Anura Ranasinghe

Personal information
- Born: 13 October 1956 Kalutara
- Died: 9 November 1998 (aged 42) Colombo
- Batting: Right-handed
- Bowling: Left-arm medium

International information
- National side: Sri Lanka (1975–1982);
- Test debut (cap 13): 14 March 1982 v England
- Last Test: 17 September 1982 v India
- ODI debut (cap 8): 7 June 1975 v West Indies
- Last ODI: 15 September 1982 v India

Career statistics
| Competition | Test | ODI |
| Matches | 2 | 9 |
| Runs scored | 88 | 153 |
| Batting average | 22.00 | 21.85 |
| 100s/50s | 0/1 | 0/1 |
| Top score | 77 | 51 |
| Balls bowled | 19 | 324 |
| Wickets | 1 | 2 |
| Bowling average | 69.00 | 140.50 |
| 5 wickets in innings | 0 | 0 |
| 10 wickets in match | 0 | 0 |
| Best bowling | 1/23 | 1/21 |
| Catches/stumpings | 0/– | 0/– |
- Source: ESPNcricinfo, 22 September 2016

= Anura Ranasinghe =

Sri Lankan cricketer

Anura Nandana Ranasinghe (13 October 1956 – 9 November 1998) was a Sri Lankan cricketer, who represented Sri Lanka at international level 11 times.

==School times==
Ranasinghe won the best schoolboy cricketer award during the 1974–75 cricketing season when he first played cricket for Nalanda College Colombo.

==International career==
Ranasinghe created history in 1975 when he became the first schoolboy to play in a World Cup when he represented Sri Lanka in the inaugural tournament in England at the age of 18 years. He played in all three matches against West Indies, Australia and Pakistan in the 1975 World Cup for Sri Lanka, scoring a total of 19 runs in three innings and conceding 65 runs from ten overs.

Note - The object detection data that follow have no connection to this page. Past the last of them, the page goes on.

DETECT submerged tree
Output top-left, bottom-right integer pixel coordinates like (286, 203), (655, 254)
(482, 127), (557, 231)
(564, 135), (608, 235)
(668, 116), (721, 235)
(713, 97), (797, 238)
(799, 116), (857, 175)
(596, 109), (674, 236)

A shoulder injury meant that he was not considered for the 1979 World Cup. He was named in the 12 for the inaugural Test match where England played against Sri Lanka, but was left out on the morning of the game in favour of Lalith Kaluperuma. He did play in two ODIs against England, but his fortunes were the reverse of Sri Lanka's – in the first ODI, he scored a quickfire 51, but was caught by Geoff Cook just as Sri Lanka needed to up the run rate to chase England's total. They finished six runs short of victory. In the second, Ranasinghe recorded a duck, and yet Sri Lanka won by three runs – although his nine economical overs, conceding only 37 runs, had some say in the win.

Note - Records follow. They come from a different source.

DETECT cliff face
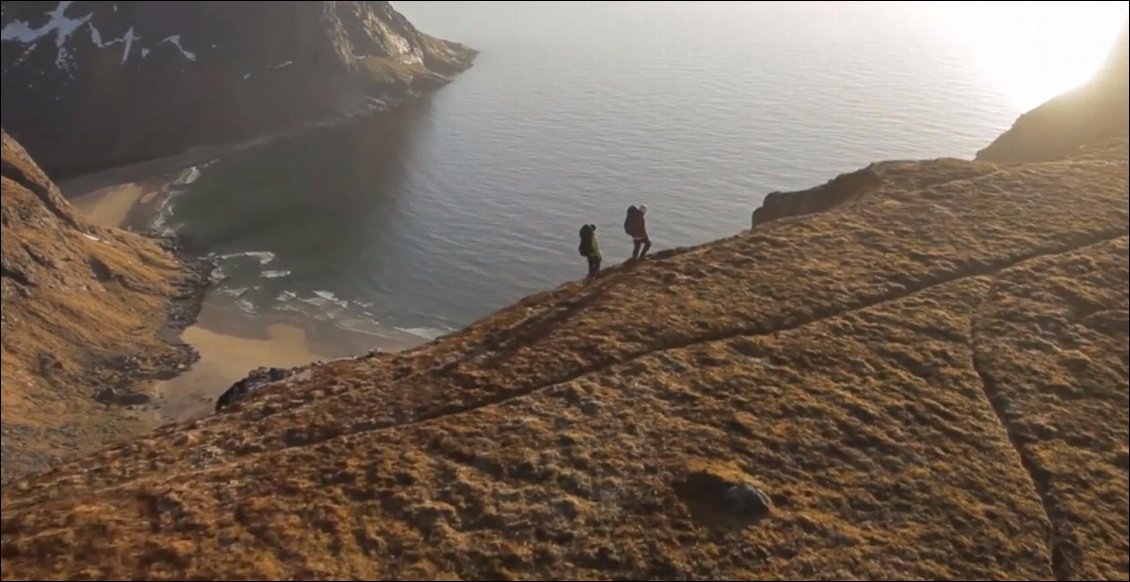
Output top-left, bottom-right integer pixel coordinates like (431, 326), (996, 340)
(0, 140), (1130, 580)
(0, 132), (195, 479)
(0, 1), (473, 175)
(977, 28), (1130, 162)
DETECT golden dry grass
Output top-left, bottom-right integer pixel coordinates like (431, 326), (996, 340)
(0, 133), (197, 479)
(2, 133), (1130, 580)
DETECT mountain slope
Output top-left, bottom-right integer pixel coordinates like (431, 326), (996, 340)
(0, 1), (475, 179)
(2, 135), (1130, 579)
(977, 28), (1130, 162)
(0, 132), (198, 480)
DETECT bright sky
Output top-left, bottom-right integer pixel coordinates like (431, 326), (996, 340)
(928, 0), (1130, 110)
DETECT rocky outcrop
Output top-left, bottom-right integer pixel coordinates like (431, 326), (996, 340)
(0, 132), (199, 480)
(0, 129), (1130, 580)
(0, 1), (475, 176)
(977, 28), (1130, 162)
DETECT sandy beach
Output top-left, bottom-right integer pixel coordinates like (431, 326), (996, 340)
(70, 168), (426, 425)
(145, 302), (425, 424)
(70, 179), (170, 228)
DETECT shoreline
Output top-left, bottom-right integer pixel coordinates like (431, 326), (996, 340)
(70, 170), (428, 429)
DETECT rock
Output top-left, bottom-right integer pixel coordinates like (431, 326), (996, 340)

His ODI performances may have played a part into his call-up for the 1981–82 tour of Pakistan. He didn't play the first Test, but came in for Ravi Ratnayeke in the second, the selectors wanting to bolster the batting. Despite the Sri Lankans doing well, Ranasinghe contributed little, scoring only eleven runs in two innings and bowling twelve overs for 40 runs – also taking the wicket of wicket-keeper Ashraf Ali.

He was dropped again for the third Test, but returned later in 1982, for Sri Lanka's 1982–83 tour of India. His first innings was another disappointment, as he was dismissed for a duck, but a rearguard 77 against Kapil Dev and Dilip Doshi ensured that Sri Lanka could draw the match. That was his last international game of cricket, however, as the South Africa tour meant that his career was curtailed.

===Ban===
Ranasinghe's career, however, was cut short by deciding to tour South Africa in 1982–83, which resulted in him getting a 25-year ban from all cricket. When the ban was lifted in 1990, he returned for a few games, but then retired.

==Death==
Ranasinghe died of a heart attack in Colombo, aged 42.

Nalanda Junior Old Boys Association (NJOBA) organises Old Ananda Nalanda Test Cricketers' Limited Over Encounter and it is named after Anura Ranasinghe.